Digest size
On these experiments, we will study the effect of choosing digests of different sizes. To reproduce the experiments run the following commands replacing the given variables.
Just a few packets
Our first experiment considers basic sketches (just 1 row) of 256 counters and not so many packets (100). As we can see in the figure below, whenever using 16, 32 or 64 bits, the results are consistent and the error is centered in 0. However, using 8 bits produces a biased estimation, because many packets share the same digest. If you remember from before, sketches actually estimate the second frequency moment (e.g. the square of the number of elements of each type), in our case, because our elements are unique, the second and first frequency moment are the same (i.e. squaring 1 is 1). However, when some packets collide and produce the same digest, the estimation will square its value, providing an overestimation of the actual value.
Parameter | Value |
---|---|
Packets | 100 |
Columns | 256 |
Rows | 1 |
Digest size | {8, 16, 32, 64} |
Hash function | CW4 |
Xi function | EH3 |
Pcap | CAIDA |
More packets
So what happens if we have a sketch with many more packets? That is what our next experiment tried to study by considering 10000 packets.
Parameter | Value |
---|---|
Packets | 10000 |
Columns | 256 |
Rows | 1 |
Digest size | {8, 16, 32, 64} |
Hash function | CW4 |
Xi function | EH3 |
Pcap | CAIDA |
As the figure shows, now, not even the 16 bits digest can give us an unbiased estimation, so we need a larger digest if we do not want to overestimate the estimation.

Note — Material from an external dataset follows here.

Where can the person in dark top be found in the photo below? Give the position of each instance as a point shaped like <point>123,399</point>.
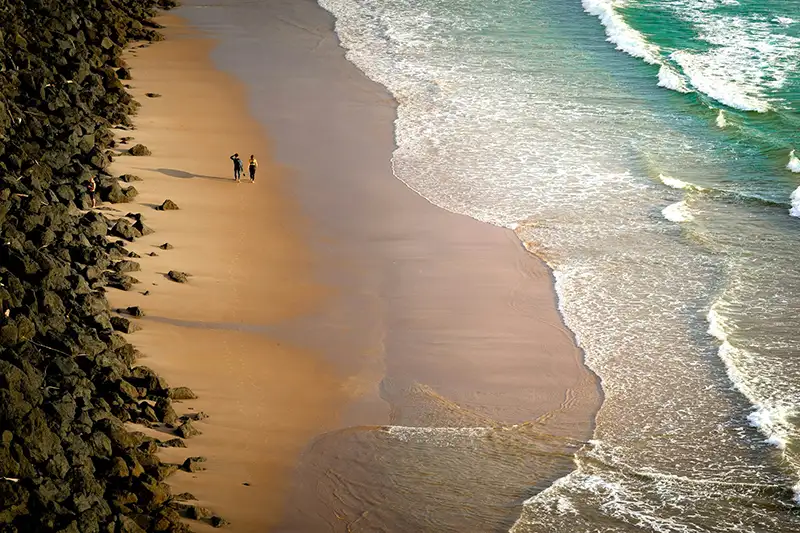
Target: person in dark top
<point>91,188</point>
<point>238,167</point>
<point>253,166</point>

Bias based on the number of packets
So what is the bias of the estimation depending on the number of packets and the digest size? Check the figure below:
The figure is in log-log scale, so the slope of the lines determine the relation between the packets and the bias on the estimation. As we can see, for the studied range of packets, 8 and 6 bits tend rapidly to be proportional to N^2, while 32 and 64 bits have a bias that is proportional N, where N is the number of packets.
Parameter | Value |
---|---|
Packets | {5,10,20,30,50,100,500,1e3, 2e3, 3e3, 5e3, 1e4,2e4,3e4,5e4,1e5} |
Columns | 256 |
Rows | 1 |
Digest size | {8, 16, 32, 64} |
Hash function | CW4 |
Xi function | EH3 |
Pcap | CAIDA |
Conclusion
The digest size should be chosen properly so that our estimator is not biased. However, because we are estimating the number of dropped packets, which in benign cases will be low and in case of failure we won’t mind that the value is overestimated, since we are just interested in detection, this should not be a great limitation. To determine the proper digest size for your network make sure that given the maximum number of packets within a monitoring interval and the max percentage loss of a benign node/link, the bias of estimation (max_packets * loss_probability) is within the linear region of the previous figure.